Global stock markets tumbled again on Monday amid fears that the US Federal Reserve will increase interest rates at a faster pace than expected this year, ending a decade of cheap borrowing, with Wall Street’s Dow Jones index opening almost 300 points down.

The slide in share values of America’s largest industrial businesses followed the dumping of shares on stock markets across

Asia and Europe earlier in the day.

In London, the index of Britain’s top 100 companies stretched its longest losing streak since last November into a fifth day, following a 1.3% fall. The FTSE 100 index tumbled to 7,345, having peaked at almost 7,800 last month.

The Dow Jones index of industrial companies in

New York, which lost 665 points on Friday, dropped a further 290 points when it opened, down almost 1% to 25,314.

Analysts said the sell-off followed concerns that the US central bank would move more quickly to head off the threat from rising inflation by raising interest rates more than three times this year, from 1.5% to nearer 3%.

Hussein Sayed, chief market strategist at currency dealer FXTM, said investors are nervous about the prospect of higher interest rates this year.

“The era of cheap money is ending, and for markets who got addicted to it, it’s undoubtedly bad news,” he said.

The Fed is expected to react to survey data published last week showing that average US wages growth hit 2.9% in January and could go above 3% in the next few months. Wage increases are one of the main components pushing up prices in US shops.

Last week, a member of the Fed’s main interest-rate setting committee, Robert Kaplan, suggested that rates could increase by more than 0.75 percentage points this year should the economy maintain its fast rate of growth and wages continue to rise strongly.

He said: “You will see some inflation pressure this year. I believe that the Fed should be removing accommodation gradually but deliberately.”

Mark Haefele, global chief investment officer of wealth management at UBS, said the bond market, which trades government and corporate debt, remained steady despite recent declines in values that increased the likelihood of defaults.

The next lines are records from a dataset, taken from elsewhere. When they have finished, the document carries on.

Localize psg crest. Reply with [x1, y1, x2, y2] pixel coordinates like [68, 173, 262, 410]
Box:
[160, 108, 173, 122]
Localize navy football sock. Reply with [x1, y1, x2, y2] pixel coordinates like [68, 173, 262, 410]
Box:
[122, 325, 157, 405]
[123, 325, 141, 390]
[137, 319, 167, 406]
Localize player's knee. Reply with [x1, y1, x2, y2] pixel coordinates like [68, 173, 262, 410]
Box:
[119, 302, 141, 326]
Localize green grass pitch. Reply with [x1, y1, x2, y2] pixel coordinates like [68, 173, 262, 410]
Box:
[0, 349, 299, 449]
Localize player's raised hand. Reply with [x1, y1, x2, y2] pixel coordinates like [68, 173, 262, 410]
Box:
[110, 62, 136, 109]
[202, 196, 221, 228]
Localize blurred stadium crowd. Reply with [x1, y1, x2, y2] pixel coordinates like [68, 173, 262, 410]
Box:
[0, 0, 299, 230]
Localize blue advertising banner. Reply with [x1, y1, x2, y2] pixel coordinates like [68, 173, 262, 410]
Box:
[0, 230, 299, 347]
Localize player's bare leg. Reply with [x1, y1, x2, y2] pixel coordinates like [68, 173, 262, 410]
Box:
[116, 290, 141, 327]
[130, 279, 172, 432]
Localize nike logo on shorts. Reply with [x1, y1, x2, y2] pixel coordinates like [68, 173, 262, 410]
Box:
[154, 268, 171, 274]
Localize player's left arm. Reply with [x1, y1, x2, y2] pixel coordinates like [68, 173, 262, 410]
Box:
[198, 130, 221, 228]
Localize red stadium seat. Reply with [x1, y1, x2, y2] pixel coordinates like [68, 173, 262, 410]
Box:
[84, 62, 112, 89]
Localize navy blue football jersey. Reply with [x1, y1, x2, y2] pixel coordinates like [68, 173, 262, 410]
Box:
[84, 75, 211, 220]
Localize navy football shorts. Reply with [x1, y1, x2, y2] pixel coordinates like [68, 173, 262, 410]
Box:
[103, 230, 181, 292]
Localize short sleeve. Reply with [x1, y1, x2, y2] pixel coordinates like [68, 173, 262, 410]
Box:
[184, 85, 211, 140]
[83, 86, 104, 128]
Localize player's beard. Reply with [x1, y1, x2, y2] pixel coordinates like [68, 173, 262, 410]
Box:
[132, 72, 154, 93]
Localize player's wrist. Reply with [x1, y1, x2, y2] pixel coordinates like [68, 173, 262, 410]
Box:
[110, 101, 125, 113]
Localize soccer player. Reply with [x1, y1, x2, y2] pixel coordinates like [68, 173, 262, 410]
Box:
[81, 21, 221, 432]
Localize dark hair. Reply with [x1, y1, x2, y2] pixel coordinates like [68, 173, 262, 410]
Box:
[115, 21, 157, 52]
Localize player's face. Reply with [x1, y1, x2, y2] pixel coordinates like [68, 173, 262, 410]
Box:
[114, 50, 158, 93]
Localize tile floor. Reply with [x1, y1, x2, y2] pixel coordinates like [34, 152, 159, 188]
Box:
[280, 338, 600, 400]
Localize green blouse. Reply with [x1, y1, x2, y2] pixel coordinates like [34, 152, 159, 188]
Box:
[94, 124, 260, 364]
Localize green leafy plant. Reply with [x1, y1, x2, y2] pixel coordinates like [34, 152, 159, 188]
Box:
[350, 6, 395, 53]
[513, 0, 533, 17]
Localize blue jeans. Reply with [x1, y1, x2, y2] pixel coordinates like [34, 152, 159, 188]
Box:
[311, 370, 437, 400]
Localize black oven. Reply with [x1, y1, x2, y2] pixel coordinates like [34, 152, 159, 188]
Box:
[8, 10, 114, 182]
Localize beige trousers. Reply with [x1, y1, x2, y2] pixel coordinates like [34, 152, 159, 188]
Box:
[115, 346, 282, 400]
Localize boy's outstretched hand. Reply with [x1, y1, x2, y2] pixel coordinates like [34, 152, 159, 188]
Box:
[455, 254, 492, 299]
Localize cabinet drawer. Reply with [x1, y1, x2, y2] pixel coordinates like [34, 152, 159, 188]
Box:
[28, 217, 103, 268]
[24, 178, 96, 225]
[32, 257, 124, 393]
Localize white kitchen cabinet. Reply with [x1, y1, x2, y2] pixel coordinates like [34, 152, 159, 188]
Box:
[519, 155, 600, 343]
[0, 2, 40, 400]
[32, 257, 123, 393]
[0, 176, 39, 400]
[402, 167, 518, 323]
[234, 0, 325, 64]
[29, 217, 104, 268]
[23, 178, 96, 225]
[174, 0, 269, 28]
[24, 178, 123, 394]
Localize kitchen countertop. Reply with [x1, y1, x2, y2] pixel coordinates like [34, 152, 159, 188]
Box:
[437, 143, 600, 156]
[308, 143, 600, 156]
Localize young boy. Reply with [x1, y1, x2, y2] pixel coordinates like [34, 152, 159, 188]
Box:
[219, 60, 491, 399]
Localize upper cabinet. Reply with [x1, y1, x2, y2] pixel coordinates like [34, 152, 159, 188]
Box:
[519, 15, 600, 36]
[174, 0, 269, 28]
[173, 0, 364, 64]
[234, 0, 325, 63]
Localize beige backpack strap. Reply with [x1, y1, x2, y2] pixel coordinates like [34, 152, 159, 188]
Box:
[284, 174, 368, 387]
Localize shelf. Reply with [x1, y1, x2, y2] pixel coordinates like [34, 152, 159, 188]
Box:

He said stock market investors should sit tight while bond yields, which measure the risk attached to each bond, remained modest.

“We don’t believe that now is a time to reduce exposure to stocks. As long as the recent rise in bond yields moderates, we are confident that market conditions will remain orderly.”

Mihir Kapadia, the chief executive of Sun Global Investments, said stocks were still well ahead of their value at the start of the year.

“The start of the week has been a mirror-image reversal to the optimism expressed in the start of the year and indeed in the last 13 months, when many major markets had raised over 25%-40%,” he said.

“After such a great performance some meaningful pullback is to be expected.”

Far eastern markets fell overnight by the most in over a year and the price of a barrel of Brent crude oil slid to $67.3 from above $70 in the middle of last month.

The FTSE’s fall was limited by worse than expected economic data that sent the pound down to $1.40 from $1.42 overnight.

Car registrations slumped by 6% in January and the Markit/CIPS survey of the services sector recorded its worst level of growth for 16 months.

Many of the UK’s biggest businesses earn the majority of their income in dollars and any increase in the dollar’s value versus the pound increases their profits.

Last month, President Donald Trump boasted that the stock market was a measure of his successful first year in office as the Dow Jones headed towards 27,000.